Search code examples
pythonmypy

typing recursive class and inheritance


I have the following class hierarchy:

#!/usr/bin/env python3

from typing import List, Optional, Tuple, Type

class Attribute:
    def __init__(self, name: bytes) -> None:
        self._name = name

    @property
    def name(self) -> bytes:
        return self._name

class Element:
    def __init__(self, name: bytes, attributes: Tuple[Type['Attribute'], ...], elements: Tuple['Element', ...]) -> None:
        self._name       = name
        self._elements   = elements
        self._attributes = attributes

    @property
    def name(self) -> bytes:
        return self._name

    @property
    def elements(self) -> Tuple['Element', ...]:
        return self._elements

    @property
    def attributes(self) -> Tuple[Type['Attribute'], ...]:
        return self._attributes

class SubAttribute1(Attribute):
    def __init__(self, name: bytes, field1: bytes) -> None:
        super().__init__(name)
        self._afield1 = field1

class SubElement1(Element):
    def __init__(self, name: bytes, attributes: Tuple[Type[Attribute], ...], elements: Tuple['Element', ...], field1: bytes, field2: bytes) -> None:
        super().__init__(name, attributes, elements)
        self._field1 = field1
        self._field2 = field2
        
if __name__ == '__main__':
    subE  = SubElement1(b'name', None, None, b'', b'')
    subA  = SubAttribute1(b'name', b'field1')
    subE2 = SubElement1(b'name', (subA,), (subE,), b'', b'')
    print(subE2.elements[0]._field1)
    print(subE2.attributes[0]._afield1)
    print(type(subE2.elements[0]))

I subclass the base classes Element and Attribute to add additional fields.
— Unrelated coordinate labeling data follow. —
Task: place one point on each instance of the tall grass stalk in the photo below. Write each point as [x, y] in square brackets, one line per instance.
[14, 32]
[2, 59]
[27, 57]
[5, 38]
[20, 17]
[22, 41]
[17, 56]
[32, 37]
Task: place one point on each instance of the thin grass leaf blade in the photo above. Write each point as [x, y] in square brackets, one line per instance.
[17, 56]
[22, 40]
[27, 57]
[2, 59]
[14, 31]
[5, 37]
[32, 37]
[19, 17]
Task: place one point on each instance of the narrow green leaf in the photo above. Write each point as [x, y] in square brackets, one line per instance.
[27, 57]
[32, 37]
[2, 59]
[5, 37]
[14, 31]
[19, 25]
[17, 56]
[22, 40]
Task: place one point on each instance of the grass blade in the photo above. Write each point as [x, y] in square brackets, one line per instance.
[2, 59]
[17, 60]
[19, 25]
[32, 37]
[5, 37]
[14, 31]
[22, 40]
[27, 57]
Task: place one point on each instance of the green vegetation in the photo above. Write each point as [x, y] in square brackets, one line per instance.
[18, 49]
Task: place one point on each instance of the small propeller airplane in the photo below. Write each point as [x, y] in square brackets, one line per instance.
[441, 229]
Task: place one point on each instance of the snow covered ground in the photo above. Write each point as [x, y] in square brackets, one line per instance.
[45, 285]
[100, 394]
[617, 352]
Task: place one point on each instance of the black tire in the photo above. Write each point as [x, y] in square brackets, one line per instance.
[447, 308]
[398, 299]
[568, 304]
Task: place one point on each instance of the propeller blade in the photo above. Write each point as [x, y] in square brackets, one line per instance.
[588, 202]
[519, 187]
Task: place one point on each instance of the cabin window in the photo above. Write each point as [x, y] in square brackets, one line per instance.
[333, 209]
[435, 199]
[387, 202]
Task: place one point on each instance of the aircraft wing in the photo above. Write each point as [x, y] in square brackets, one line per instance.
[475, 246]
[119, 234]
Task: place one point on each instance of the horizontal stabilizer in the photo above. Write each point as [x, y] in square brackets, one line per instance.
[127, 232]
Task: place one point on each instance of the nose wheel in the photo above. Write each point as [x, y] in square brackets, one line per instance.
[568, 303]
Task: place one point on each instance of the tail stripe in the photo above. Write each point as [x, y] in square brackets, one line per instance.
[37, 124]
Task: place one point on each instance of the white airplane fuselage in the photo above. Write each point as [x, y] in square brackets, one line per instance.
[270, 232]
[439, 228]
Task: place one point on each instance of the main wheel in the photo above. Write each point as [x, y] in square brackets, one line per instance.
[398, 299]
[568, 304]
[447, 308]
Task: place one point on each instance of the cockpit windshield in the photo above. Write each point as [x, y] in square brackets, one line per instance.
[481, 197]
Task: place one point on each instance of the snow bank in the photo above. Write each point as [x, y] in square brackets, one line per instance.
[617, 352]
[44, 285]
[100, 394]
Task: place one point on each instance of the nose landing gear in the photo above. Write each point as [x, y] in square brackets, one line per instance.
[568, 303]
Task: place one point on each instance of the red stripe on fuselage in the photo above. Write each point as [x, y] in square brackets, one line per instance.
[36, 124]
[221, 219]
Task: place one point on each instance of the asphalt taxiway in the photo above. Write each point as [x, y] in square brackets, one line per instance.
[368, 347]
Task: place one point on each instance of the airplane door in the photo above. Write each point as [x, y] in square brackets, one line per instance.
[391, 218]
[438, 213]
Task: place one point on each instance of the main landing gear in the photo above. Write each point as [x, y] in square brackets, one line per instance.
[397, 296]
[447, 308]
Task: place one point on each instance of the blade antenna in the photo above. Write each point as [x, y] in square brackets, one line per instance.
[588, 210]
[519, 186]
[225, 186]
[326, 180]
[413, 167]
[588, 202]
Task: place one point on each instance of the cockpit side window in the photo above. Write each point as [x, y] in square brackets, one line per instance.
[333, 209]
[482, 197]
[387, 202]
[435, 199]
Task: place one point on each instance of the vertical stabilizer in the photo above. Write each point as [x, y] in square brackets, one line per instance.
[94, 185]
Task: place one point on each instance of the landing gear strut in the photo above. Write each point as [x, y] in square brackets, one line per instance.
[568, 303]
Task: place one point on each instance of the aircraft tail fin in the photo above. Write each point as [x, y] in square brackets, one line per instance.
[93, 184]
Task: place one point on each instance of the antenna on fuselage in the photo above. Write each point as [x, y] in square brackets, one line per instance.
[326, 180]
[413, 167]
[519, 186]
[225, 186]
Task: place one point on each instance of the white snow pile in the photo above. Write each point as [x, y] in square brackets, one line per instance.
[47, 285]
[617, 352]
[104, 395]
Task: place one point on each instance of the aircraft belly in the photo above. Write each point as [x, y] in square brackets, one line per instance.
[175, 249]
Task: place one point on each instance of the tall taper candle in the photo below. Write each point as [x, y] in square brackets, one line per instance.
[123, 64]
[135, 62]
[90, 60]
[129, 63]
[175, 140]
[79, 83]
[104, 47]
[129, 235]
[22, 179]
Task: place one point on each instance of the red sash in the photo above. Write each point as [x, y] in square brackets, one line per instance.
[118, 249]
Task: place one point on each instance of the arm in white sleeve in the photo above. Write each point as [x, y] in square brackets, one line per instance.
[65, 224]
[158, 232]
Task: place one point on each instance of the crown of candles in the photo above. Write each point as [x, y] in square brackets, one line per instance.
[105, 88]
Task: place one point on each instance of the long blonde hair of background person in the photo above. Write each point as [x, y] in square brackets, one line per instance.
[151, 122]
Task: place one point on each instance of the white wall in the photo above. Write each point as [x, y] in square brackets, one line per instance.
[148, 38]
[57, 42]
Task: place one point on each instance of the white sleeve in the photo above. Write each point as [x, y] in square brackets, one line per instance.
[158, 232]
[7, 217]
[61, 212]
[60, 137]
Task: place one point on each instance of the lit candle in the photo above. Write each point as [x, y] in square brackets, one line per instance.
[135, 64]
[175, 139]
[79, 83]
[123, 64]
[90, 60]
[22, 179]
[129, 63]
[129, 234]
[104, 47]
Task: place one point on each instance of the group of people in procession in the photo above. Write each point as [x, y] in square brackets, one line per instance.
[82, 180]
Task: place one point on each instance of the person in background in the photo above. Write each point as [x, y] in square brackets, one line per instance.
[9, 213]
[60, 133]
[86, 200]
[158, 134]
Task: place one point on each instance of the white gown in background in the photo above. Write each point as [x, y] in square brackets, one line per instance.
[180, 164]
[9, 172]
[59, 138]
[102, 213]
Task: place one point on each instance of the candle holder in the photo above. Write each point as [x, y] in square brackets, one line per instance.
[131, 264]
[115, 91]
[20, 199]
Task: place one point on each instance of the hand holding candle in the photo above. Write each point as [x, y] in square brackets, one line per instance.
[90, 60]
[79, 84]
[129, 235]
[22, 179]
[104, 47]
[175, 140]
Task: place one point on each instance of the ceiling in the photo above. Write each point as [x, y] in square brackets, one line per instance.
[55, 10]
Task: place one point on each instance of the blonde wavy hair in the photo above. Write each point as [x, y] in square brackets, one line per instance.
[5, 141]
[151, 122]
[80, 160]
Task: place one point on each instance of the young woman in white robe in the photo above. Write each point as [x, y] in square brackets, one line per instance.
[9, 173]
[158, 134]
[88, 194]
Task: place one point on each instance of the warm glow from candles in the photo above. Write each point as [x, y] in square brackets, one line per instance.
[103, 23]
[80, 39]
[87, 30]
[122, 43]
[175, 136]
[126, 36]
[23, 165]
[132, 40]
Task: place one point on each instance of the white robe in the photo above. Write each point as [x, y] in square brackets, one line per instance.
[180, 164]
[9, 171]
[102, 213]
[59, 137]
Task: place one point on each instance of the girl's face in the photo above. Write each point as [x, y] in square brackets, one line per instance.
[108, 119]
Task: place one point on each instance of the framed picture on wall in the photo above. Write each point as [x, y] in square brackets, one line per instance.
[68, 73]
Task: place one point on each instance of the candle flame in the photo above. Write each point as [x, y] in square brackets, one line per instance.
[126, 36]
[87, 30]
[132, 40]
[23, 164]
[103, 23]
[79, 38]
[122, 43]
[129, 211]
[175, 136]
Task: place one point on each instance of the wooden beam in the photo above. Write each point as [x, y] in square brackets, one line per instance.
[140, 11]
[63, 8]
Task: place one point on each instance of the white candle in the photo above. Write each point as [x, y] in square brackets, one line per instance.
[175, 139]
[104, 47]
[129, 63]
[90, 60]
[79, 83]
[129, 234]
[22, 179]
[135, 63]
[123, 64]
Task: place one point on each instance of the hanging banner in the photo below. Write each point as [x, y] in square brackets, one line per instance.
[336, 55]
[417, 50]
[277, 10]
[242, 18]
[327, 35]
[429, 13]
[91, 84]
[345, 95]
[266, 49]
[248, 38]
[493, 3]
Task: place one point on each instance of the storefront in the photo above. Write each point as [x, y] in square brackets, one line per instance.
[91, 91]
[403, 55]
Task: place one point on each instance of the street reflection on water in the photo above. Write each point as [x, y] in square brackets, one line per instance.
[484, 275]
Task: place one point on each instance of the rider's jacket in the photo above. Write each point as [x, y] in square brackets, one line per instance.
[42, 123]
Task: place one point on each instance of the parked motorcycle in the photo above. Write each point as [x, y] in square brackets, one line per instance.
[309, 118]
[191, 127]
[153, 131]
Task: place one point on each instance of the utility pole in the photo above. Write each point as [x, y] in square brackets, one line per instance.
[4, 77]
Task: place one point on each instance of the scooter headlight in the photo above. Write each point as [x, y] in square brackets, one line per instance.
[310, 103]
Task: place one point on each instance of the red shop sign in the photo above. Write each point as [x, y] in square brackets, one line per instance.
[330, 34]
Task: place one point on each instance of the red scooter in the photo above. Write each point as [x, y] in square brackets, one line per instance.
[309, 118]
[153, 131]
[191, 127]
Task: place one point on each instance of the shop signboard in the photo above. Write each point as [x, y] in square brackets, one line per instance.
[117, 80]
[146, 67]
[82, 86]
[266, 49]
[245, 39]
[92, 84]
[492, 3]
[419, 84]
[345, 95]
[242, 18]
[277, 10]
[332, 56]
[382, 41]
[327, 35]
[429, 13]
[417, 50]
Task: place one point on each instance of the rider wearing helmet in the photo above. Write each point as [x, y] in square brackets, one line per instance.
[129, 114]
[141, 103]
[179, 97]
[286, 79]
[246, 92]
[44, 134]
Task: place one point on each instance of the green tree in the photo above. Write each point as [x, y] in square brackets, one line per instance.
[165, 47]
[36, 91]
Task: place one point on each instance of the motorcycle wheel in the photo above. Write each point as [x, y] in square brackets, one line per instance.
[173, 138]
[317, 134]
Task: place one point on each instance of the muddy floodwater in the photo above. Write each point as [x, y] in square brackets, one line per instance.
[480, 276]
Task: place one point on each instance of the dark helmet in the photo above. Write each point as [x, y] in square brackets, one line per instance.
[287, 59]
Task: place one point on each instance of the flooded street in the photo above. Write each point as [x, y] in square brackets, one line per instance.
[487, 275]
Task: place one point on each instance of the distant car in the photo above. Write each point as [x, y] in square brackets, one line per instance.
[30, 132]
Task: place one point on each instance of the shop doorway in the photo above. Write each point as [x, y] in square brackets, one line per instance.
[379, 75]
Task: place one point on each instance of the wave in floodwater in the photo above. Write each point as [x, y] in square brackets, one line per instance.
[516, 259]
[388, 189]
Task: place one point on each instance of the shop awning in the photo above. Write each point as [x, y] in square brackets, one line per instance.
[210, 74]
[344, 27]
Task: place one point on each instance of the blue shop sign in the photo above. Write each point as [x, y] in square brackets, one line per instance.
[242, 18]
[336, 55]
The fields 'elements' and 'attributes' should store the derived classes objects respectively. For SubElement1 SubElement1().elements stores a tuple with SubElement1 obejcts. All works fine, but I get the following mypy errors:

question.py:45: error: Argument 2 to "SubElement1" has incompatible type "Tuple[SubAttribute1]"; expected "Tuple[Type[Attribute], ...]"
question.py:46: error: "Element" has no attribute "_field1"
question.py:47: error: "Type[Attribute]" has no attribute "_afield1"

How can I change the code to eliminate the mypy errors?


Solution

  • This question is quite interesting, I thought that PEP646 support is slightly better.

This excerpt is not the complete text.